Other Titles: MIRROR

Director: Andrei TARKOVSKY

Release Year: 1974                                                                          Cast and Credits

                                                                                                                   Interview with Tarkovsky about Mirror

The award-winning director Andrei Tarkovsky, (one of his better known films is Andrei Rublev), the son of a famous Russian poet, was born in 1935 and grew up in and around Moscow during the Second World War. This non-narrative autobiographical film is considered by many Russian-speakers to be his best film and is his most personal meditation on time, history and the Russian countryside. In a series of episodes and images, he captures the mood and feeling of the period just before, during and after the war. Lyrical reminiscences of his mother and of his father's poetry figure large in the film, along with extraordinary images of nature. Combining black-and-white and color work, with some unusual documentary footage, this highly regarded movie is structured with the logic of a dream. -- Clarke Fountain, All Movie Guide

                        Tarkovsky…on the set of Mirror

Tarkovsky's visually sumptuous fourth feature offers an idiosyncratic history of twentieth-century Russia, in the form of a poet's fragmented reflections on three generations of his family.

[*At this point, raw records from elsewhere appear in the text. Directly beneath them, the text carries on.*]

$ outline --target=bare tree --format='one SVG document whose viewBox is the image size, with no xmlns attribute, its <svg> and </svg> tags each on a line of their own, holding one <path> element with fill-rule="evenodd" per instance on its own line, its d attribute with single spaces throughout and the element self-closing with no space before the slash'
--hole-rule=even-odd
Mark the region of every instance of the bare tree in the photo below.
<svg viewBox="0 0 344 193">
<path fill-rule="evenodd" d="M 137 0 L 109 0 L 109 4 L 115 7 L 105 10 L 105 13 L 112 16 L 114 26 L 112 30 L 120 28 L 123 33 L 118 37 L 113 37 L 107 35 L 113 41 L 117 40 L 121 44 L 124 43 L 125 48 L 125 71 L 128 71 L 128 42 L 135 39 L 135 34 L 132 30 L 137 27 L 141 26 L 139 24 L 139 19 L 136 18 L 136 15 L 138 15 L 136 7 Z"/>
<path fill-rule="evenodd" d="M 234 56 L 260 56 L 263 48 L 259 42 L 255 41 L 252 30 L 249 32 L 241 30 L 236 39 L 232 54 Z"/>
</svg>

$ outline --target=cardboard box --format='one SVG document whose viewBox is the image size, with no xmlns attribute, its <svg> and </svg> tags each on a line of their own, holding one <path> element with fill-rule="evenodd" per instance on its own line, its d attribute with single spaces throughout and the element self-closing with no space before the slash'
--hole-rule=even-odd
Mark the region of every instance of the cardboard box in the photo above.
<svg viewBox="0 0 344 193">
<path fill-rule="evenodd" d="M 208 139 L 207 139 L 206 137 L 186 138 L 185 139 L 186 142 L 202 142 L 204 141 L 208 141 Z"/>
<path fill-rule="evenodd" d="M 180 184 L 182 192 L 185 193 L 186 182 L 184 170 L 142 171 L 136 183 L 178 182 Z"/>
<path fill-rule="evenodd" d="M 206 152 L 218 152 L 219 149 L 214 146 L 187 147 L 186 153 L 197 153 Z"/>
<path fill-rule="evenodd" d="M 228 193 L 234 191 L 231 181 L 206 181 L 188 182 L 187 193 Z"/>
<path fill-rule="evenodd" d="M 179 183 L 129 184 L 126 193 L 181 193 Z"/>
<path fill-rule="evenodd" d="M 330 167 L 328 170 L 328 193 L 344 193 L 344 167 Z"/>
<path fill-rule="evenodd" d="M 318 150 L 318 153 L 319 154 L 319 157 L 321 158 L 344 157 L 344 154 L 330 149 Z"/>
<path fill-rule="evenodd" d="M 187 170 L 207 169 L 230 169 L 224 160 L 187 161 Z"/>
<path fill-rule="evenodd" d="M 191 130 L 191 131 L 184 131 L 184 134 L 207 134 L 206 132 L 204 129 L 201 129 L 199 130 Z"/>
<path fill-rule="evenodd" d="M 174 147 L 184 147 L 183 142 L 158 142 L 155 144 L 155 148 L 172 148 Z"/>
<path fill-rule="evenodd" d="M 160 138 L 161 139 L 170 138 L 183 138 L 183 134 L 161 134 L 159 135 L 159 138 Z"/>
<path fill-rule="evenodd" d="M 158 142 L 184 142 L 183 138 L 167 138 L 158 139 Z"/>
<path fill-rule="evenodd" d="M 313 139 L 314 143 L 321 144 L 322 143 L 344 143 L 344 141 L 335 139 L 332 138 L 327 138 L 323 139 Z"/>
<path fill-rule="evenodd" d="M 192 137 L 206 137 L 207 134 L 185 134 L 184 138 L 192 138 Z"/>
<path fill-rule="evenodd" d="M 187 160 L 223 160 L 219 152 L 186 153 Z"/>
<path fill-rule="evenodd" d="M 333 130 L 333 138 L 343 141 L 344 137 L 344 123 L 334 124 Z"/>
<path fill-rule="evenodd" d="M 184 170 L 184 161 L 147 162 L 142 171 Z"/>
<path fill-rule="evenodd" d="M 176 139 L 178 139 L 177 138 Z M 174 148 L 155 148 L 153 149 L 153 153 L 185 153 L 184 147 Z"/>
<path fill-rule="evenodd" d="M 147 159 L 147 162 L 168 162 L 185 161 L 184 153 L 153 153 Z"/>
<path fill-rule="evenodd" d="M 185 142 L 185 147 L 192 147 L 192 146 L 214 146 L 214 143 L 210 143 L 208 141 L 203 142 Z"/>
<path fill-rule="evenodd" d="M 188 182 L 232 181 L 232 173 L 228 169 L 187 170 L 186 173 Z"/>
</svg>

The poems used in the film were written and read by Tarkovsky's own father; Tarkovsky's mother appears in a small role as the protagonist's elderly mother. In a dual role, actress Margarita Terekhova is both the protagonist's wife and his mother as a younger woman. "The Mirror is Tarkovsky's central film, and his most personal one, although it might be better described as a transpersonal autobiography. Dreams and memories of an individual protagonist (who is never seen on screen) blend with dreams and memories of the culture. The generations of one family mingle. The Mirror achieves something which is uniquely possible in cinema but which no other film has even attempted: it expresses the continuity of consciousness across time, in a flow of images of the most profound beauty" (Amnon Buchbinder). "Unique its form, unique its vision" (Chris Peachment, Time Out). "Profoundly intimate . . . one of the rare completely achieved films of autobiography" (Mark Le Fanu).